Jack might have guessed these young men were part of a Crips crew from the blue bandanas, but Crips didn’t favor tattoos, and the identical tattoos around their throats looked more like something out of the Mexican Mafia — a group that had begun in the California prison system decades ago and had since claimed members all over the country. That gang also favored the color blue, but its symbols of MM, La Eme, a “13” and three dots, were nowhere in sight.
Four of the group were also wearing long dark blue dusters, unbuttoned and flapping in the night breeze. The coats were out of place on a warm night in late spring, unless one wanted to hide something — like an automatic weapon. Suddenly one of the group, a stocky, powerfully built man with a shaved head, called out to Dante using his gang tag—
He moved forward, catching Dante in a bear hug. The two men slapped each other under the glow of a streetlight as the other young men formed a protective circle around them.
That’s when Jack knew. These men were members of the Columbia Street Posse, Dante’s nonaligned Brooklyn-based gang. Jack darted across the street, slipped into the parking lot, and dived behind the first car he could reach — a Z28 Camaro Coupe repainted a metallic green with a white racing stripe. Quietly he stepped between vehicles until he was less than a dozen feet away from Arete, near enough to hear their conversation clearly.
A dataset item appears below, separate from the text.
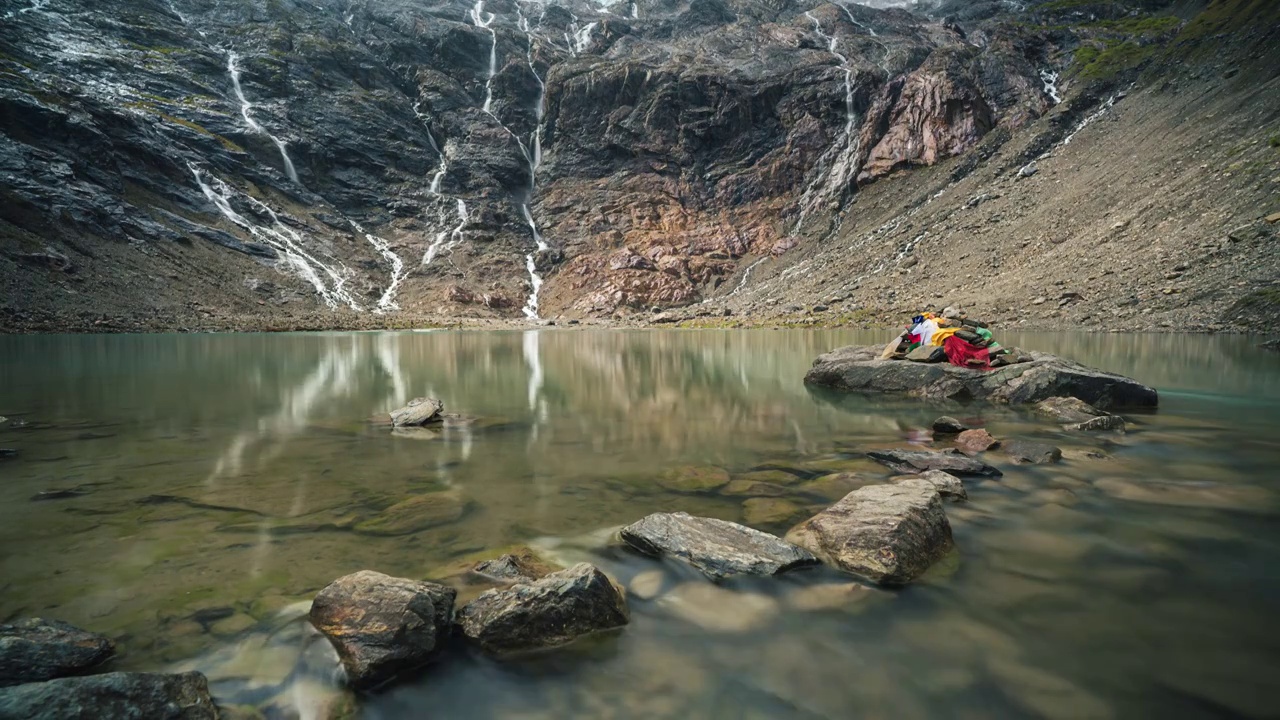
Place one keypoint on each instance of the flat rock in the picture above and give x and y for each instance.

“I’m lucky to be here at all,
Shaved Head laughed. “It wasn’t luck, Apache. The Paddies really came through for you tonight.”
Cautiously, Jack raised his head to peer through the car’s spotless windows. Two men stepped into the light. Respectfully, the Posse parted. The newcomers were impeccably dressed in tailored summer-weight suits. Jack guessed the younger of the two — a fiery redhead with the florid face of a drinker — was in his mid-thirties. The other man was at least a decade older, broad-shouldered, with sharp features and steel-gray hair.
Dante Arete eyed the pair. “You bastards shoot good,” he said.
The redhead grinned. When he spoke, his Irish brogue was thick. “Got a present for you, Apache. For all yer troubles.”